Super smart, but…

Flagship mobile phones that boast the most advanced technologies and cost almost as much as a good laptop can seldom be used to their full potential in India

November 21, 2012 06:08 pm | Updated October 18, 2016 12:46 pm IST

iCandy Super smartphones in India are more a status symbol than anything else. Photo: Mohammed Yousuf

iCandy Super smartphones in India are more a status symbol than anything else. Photo: Mohammed Yousuf

There are the smartphones and then there are the super smartphones of various companies that cost upwards of Rs. 30,000. These are the phones celebrated by top brands as their flagship mobiles, the eye candy that gets featured more in advertisements and also by way of product placements in the hands of heroes in popular cinema and television series. (James Bond uses a Sony Xperia T in Skyfall, while Dexter is an iPhone faithful.)

But the question that needs to be asked is whether these super smartphones — the Samsung Galaxy S3s, the HTC One Xs, the Sony Xperia Ts or the priciest iPhone 5s — make much sense in the Indian scenario. It is unlikely that users here will be able to tap its full potential in a way those in more advanced markets do.

Speed limits

The challenges in the Indian conditions are manifold. The basic challenge here is the data connectivity. Though all mobile service providers would like us to believe otherwise, the 3G coverage even in the metros is at best dodgy. The promised high speeds are seldom delivered and it is not uncommon for users to keep moving from 3G to EDGE zones as they move along the city. The super smartphones, in comparison to their poor cousins, the entry and mid-level smartphones and the Java-enabled feature phones, are data guzzlers. According to a top telecom executive, while most average phones might consume between 200 and 300 MB on a monthly basis — for tasks such as emailing, social network sharing, etc., — the flagship phones tend to encourage users to consume between 700 MB and 1 GB every month.

Even if the data connectivity speeds are consistent, the problem is that the most popular services for the super smartphones are in a nascent stage in India. The Apple, for instance, crowd-sources traffic data from all its iPhone users in a region to set up traffic clusters on a map. This comes in handy to send out possible traffic jams on its Map. It is one of the unique features of the super smartphone and is highlighted in the company's recent international commercial featuring director Martin Scorsese. It is likely to take a really long while for such features to reach India.

Though Google Maps have taken the lead in integrating public transit information from Indian transport agencies, the experience is far from what one would hope to receive in the West where the transport agencies themselves are more efficient and can be held to account against the timings specified.

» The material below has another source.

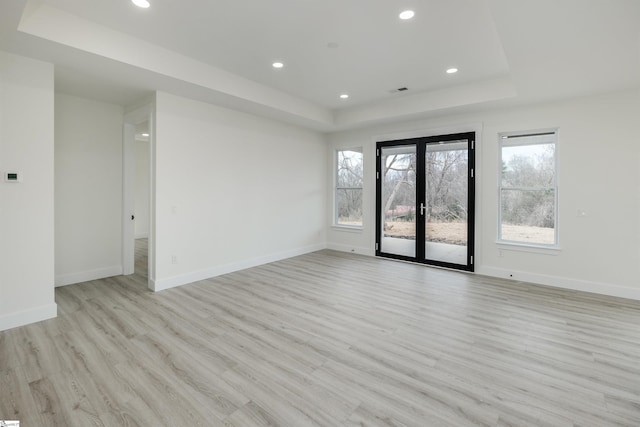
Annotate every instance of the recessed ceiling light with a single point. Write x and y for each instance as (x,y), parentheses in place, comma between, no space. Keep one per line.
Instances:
(407,14)
(141,3)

Mobile transactions too are at a nascent stage. Premium applications on the smartphone category that is making waves in the U.S. and in the Western markets — such as Google Wallet on the Android platform, the Passbook on the iOS platform of Apple or upcoming Window 8 phone’s Wallet hub — might take a substantially longer time for widespread adoption here.

Average performance

The biggest purpose that smartphones serve for users in India seems to be social networking. “For people working in IT sectors, social networking is blocked at office, which means around 12 to 13 hours of no access,” says S. Dinakar, IT analyst with a top company in Chennai. “For us, having powerful smartphones to connect to social media is very essential. Facebook is pretty average in performance even in super smartphones these days. So one can’t think about buying budget phones.”

Another popular use seems to be ‘Internet tethering’ that allows users to share their 3G networks available with their mobile phones with other devices. The process, like most other high performance activities, is a massive drain on the mobile phone’s battery. But for those who simply cannot stay away from their online lives, this is a boon and a provocation to buy high-end devices that promise efficient battery lives (read “charge once a day” at best).

The ‘turn-by-turn’ navigation offered by Google Maps and Nokia Drive make the Android and the Windows platforms (Lumia phones) a bit more attractive to the Indian scenario. Apple’s new map on the iOS 6 is probably the weakest link of the phone here in India. But again, the POI (point of interest) locations of the maps in India are far fewer compared to other countries where the applications are used even more widely.

What is undeniable is that super smartphones are probably a bigger status symbol than anything else. In most cases, users who have the premium phones still use it the way others use much cheaper phones. This is probably why most people who have a super smartphone also have a secondary one. The rich and the poor cousins co-exist.